伶奈は、俺が笑わせる。
「………」
ちょっと期待してしまった私が、馬鹿だったのだろうか。
「…。」
………次の日からかれこれ3日、山崎は、ことあるごとに、とにかく、私に変顔をかましてくるようになった。
「……はあ」
「おもしろくない?」
盛大にため息を吐くと、やっと気付いたように、山崎は尋ねてくる。
「…まだ私がぎんたまだけで山崎を見てた頃は、山崎はそんなキモい顔しませんでした。」
「キモい顔って…」
「とりあえず私は、山崎の変顔で笑わないと思います。」
フン、と生意気な返事をして、私はお気に入りの日当たりの良い縁側へ向かった。
…向かおうとした。
「………なんでついてくるんですか」
「…言ったでしょ。伶奈は俺が笑わせる。江戸中で聞き回った愉快痛快小咄、話してあげる」
「うぜっ」
「!?」
「仕事しろよ」
言い放つと山崎は相当くらったのか、固まってしまった。
気にしないで、お気に入りの場所へ向かうことにする。
*
「あー…やっぱりこの場所は気持ち良い…」
縁側で1人くつろいでいると、私に近づく人影が。
「土方十四郎…」
「ヨォ」
相変わらず瞳孔ガン開きだが、機嫌は悪くないようだ。
軽く挨拶を返した土方十四郎は、私の隣に座った。
「お前の隊服、もうすぐ完成だってよ。」
「あ、そうですか。じゃあもうすぐ仕事も始められますね」
「…仕事なら、今ひとつこなしているところだろ。
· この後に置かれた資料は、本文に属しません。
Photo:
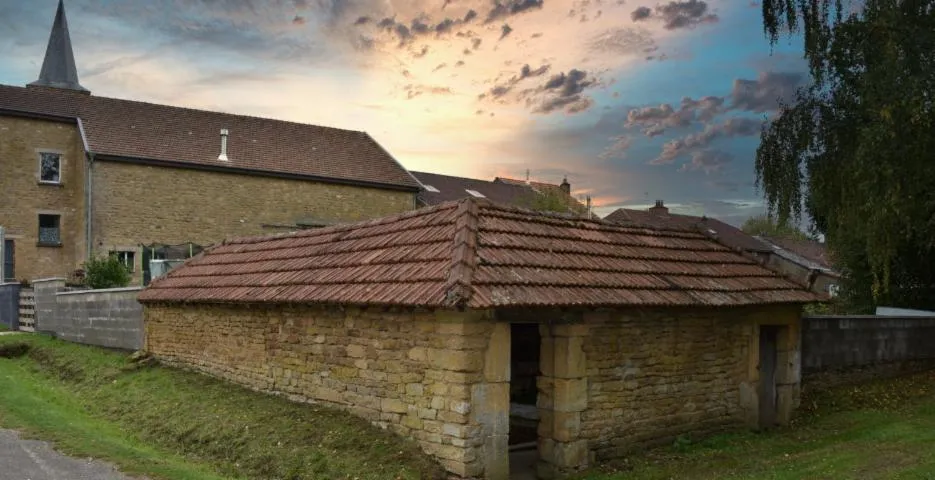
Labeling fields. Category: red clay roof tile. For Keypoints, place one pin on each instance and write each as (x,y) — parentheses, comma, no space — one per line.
(146,131)
(727,234)
(477,254)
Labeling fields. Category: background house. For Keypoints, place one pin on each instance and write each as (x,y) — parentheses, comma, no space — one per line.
(439,189)
(804,259)
(418,322)
(85,175)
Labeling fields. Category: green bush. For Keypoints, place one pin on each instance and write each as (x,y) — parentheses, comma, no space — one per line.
(106,272)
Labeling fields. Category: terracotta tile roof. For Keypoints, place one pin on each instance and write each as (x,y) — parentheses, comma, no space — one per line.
(572,202)
(477,254)
(726,234)
(451,188)
(138,130)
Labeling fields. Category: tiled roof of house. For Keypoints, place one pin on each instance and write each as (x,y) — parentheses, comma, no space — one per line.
(145,131)
(726,234)
(570,201)
(477,254)
(814,253)
(451,188)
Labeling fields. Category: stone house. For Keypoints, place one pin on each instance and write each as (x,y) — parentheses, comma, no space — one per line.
(426,323)
(804,261)
(82,174)
(438,188)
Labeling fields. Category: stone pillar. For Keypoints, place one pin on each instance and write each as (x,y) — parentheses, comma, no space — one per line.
(563,395)
(491,401)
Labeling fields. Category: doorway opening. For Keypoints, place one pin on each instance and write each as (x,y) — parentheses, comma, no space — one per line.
(525,350)
(768,404)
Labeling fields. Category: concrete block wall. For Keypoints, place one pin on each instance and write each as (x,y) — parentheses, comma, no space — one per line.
(106,318)
(840,342)
(9,305)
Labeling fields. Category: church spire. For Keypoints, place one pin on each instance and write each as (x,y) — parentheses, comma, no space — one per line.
(58,68)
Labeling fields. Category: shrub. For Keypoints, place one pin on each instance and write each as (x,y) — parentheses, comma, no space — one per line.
(106,272)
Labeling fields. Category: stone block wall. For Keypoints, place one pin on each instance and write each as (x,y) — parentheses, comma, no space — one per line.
(441,378)
(843,342)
」
「…あ」
そうだ、“笑う”ことが初めての仕事だった。
「まあ、お前が笑ったからって、お前に給料が発生する訳でもねぇがな」
「…はは」
一応、声だけは笑っておいた。
表情筋が動いていないことは、だんだん分かるようになってきたのだ。
「そういや山崎が向こうで固まって立ち尽くしてたんだが、ありゃ何なんだ?」
「…あー…多分、私のせいです」
私が事情を説明すると、
土方十四郎は、少し驚いた顔をした。
「へえ…あの山崎が」
「?どういう意味ですか」
「山崎は監察だから、職業病で、基本的に感情は表情に出ない方なんだ」
「…そうですかね?」
マンガじゃかなり表情豊かだったような…アレ、どうだったかなよく覚えてないや
「とにかく、ああ見えて冷静なんだアイツは。心の芯も強いから、ちょっとやそっとのことじゃへこたれない。これが、どういうことか。分かるか?」
「…いや」
その説明だと、土方十四郎は山崎のことを、実はかなり買っていたことしか伝わらない。
「アイツ、お前に“ウザイ”って言われただけで、ショック受けて立ち尽くしてんだよ。」
「…ああ、なるほど」
心の芯が強い(らしい)山崎が立ち尽くす程って。私すごくね?
「更に言うと、」
「?」
「山崎は、相当大事なことじゃないと、途中ですぐサジを投げる奴だ。」
「…」
…じゃあ、私を笑わせるって事、かなり大事に考えてくれてたってこと?
「なんだろうなあ…アイツ、お前のこと、反抗期の妹みたいな扱いをしてるな。ハハ」
「……」
「山崎らしくない。アイツは、反抗期の妹に振り回されている」
山崎が、らしくもなく…私に振り回されている?
私のせいで?
私が…普段の山崎から、異常な山崎にした?
私が…変えた
私が、ちょっとだけ、ほんの少しだけ、世界を変えたんだ。
「…ふふふ」
表情筋が、動いた気がした。
土方十四郎が、呟いた。
「お、笑った」
………………・
山崎の恋心はまだ誰も気付かない。
存在価値が無いと思っていたヒロインが、山崎という他人を振り回した事実に気付き、喜んだ感じです。